その上、昨日は女の体の洗い方を一から十まで事細かに教え込まれたんだぞ、母さんとカミのヤツに、僕も触った事がない場所まで丁寧に洗われたんだから。
「あら、何を思い出してたの紬ちゃん」
僕の反応を見て、何かを察した母さんとカミのヤツがニマニマとイヤらしい笑み浮かべながら、思わせぶりに聞いてくる。
「何でもないよ。それよりも話の続き!」
「ほら、お母さんの仕事って絵描きじゃない。その延長線上でね、お友達に一緒にやらないかって声を掛けられちゃってね」
「そこに俺も参加する事になってな、前の仕事やら昔馴染みとのコネクションでな、それならばいっそのこと、自分達で環境を一から作っちゃおうって事になってな」
それで場所を探していた所に、カミが現れて母さん達の企画に興味を持って積極的に手伝う事にしたらしく、その上で自分の神社も立て直して貰おうと思ったらしい。

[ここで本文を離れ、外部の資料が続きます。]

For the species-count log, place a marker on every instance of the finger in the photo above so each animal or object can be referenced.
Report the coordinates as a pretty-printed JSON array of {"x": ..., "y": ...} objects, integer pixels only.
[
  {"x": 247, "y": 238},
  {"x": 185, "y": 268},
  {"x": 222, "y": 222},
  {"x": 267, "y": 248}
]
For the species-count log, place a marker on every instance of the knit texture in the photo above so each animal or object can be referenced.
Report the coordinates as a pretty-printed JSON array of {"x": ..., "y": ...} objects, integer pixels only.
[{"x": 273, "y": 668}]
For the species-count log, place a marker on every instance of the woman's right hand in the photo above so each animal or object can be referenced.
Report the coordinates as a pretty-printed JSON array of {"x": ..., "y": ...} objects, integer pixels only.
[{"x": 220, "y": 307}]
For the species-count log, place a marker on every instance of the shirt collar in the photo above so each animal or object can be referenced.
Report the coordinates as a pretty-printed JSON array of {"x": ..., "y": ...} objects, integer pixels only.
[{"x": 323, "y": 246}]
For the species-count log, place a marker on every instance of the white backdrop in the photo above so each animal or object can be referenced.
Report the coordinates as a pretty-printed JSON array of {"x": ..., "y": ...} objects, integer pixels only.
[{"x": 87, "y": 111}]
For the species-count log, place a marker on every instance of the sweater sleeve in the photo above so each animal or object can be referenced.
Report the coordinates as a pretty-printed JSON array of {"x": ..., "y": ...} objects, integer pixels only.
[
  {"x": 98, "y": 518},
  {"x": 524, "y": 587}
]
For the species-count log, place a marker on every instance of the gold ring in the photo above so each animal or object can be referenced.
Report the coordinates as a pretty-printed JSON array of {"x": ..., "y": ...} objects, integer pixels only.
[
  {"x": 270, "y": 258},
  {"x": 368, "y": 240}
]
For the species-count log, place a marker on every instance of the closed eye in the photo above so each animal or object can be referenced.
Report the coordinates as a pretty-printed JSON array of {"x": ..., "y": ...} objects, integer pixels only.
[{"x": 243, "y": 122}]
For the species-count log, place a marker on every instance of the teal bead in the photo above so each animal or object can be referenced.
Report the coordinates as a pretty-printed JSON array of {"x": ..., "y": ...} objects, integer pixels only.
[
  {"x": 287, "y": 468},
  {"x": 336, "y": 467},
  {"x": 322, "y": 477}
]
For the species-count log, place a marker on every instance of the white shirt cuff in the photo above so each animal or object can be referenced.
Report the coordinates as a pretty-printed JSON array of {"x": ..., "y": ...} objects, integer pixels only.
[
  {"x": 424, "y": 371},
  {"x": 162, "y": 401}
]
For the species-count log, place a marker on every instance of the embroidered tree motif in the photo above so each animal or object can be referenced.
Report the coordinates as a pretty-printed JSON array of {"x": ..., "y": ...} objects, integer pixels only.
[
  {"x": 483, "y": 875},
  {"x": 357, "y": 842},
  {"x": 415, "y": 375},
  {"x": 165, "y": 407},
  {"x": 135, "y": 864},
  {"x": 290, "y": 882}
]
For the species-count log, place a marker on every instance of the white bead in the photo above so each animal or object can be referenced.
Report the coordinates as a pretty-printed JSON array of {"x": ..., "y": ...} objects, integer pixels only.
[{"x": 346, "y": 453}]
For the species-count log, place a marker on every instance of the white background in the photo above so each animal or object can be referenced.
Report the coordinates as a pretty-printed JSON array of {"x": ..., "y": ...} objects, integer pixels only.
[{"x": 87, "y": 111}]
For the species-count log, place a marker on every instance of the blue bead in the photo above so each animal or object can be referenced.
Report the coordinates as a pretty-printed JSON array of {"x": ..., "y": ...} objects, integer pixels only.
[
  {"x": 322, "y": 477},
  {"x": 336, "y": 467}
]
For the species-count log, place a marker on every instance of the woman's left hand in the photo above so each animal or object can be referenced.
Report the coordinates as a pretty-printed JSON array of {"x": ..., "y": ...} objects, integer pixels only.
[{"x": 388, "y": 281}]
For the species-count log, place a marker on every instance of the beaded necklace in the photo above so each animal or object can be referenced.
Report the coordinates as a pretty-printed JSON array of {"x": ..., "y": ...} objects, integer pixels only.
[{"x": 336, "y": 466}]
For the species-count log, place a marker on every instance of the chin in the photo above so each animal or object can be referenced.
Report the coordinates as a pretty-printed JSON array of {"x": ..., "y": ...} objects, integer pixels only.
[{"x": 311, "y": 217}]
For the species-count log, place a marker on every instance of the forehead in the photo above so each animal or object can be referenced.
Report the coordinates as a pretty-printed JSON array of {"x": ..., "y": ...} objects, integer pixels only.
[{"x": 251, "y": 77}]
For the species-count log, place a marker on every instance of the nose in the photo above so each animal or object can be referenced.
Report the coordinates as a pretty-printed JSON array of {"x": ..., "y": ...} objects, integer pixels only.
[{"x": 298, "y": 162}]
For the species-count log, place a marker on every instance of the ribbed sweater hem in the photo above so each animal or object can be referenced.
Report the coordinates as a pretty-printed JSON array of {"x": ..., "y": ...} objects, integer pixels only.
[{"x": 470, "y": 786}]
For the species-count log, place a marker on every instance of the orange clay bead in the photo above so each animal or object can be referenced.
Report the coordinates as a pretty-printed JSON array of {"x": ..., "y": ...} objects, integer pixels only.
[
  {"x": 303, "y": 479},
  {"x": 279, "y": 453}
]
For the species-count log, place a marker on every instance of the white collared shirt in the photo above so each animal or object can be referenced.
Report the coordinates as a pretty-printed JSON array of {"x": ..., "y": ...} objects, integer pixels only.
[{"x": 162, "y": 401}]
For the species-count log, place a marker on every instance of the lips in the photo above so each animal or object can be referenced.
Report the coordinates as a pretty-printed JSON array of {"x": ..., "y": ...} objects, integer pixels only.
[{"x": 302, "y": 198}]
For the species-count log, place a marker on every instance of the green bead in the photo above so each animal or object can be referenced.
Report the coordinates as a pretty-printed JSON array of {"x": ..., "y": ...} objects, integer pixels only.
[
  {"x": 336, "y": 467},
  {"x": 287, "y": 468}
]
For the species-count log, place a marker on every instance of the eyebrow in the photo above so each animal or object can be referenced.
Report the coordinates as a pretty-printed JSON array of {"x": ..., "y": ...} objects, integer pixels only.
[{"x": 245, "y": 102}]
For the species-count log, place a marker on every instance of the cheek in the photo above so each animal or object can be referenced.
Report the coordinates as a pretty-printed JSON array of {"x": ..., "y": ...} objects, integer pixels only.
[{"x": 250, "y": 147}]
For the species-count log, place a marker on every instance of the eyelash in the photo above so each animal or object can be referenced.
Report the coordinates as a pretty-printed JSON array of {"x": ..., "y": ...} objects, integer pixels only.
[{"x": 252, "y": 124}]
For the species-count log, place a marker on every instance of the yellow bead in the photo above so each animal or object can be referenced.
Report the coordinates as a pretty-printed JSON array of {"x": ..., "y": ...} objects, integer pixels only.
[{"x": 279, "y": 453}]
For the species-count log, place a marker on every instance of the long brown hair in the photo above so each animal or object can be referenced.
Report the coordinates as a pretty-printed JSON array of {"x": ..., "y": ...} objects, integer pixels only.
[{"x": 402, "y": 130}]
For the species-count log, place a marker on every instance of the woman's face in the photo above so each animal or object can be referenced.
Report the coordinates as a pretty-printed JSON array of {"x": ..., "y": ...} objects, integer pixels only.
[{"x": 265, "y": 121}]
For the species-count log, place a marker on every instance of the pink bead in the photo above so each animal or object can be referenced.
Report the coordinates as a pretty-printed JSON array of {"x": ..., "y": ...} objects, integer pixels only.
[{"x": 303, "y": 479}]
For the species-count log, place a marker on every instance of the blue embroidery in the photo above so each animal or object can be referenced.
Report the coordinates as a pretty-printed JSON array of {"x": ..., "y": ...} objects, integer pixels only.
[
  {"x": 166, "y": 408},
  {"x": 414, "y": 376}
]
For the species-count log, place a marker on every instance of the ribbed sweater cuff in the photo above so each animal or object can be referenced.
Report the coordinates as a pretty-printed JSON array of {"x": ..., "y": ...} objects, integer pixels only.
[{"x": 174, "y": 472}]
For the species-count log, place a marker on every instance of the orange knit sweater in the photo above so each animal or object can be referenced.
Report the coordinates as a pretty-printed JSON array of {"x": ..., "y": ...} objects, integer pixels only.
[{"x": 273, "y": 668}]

ついで、僕に掛けた呪いの事も両親にはキッチリと説明していたという。
「…………ん? それで、なんで僕と関係がある話になるのさ?」
「だって、お主が頑張らねば呪いは解けんのだからな、しっかりと我の神社を再建して貰わねば、お主に掛けた呪いが解けんのだ。今の神社では神界にも行けぬし、呪いを解くにも我の神力が弱まっているせいで、不可能になっておる」
「は? え? じゃあどうするんだよ⁉」
「そこでね~、一石二鳥どころか三も四もお得なお話が、私達の企画って訳よ~」
「知名度が上がれば、カミちゃんの信仰度もまして神力が上がり、人が集まれば集まるほどにお金も得られて、神社の立て直しだってゆめじゃない! 最後に俺の夢である、自分の子供をアイドルへと導ける」
「最後のはどうでも良いよ」
僕はまだ許してないからな、勝手に応募して、知らない所で傷ついた僕の気持ち。
「で、それってなに?」
話を聞く限りでは、確かに可能性のある話なんだろう。
「それはね、カミちゃんと一緒に紬にもバーチャルライバーをやってもらうのよ」
母さんと父さんが、物凄く決め顔で僕のことを指差して言う。
「…………殴るぞ」
イラッときたので、冷めた声で睨みながら拳を握りしめる。
しかし、それと同時に母さんの携帯電話から音楽が鳴り響いた。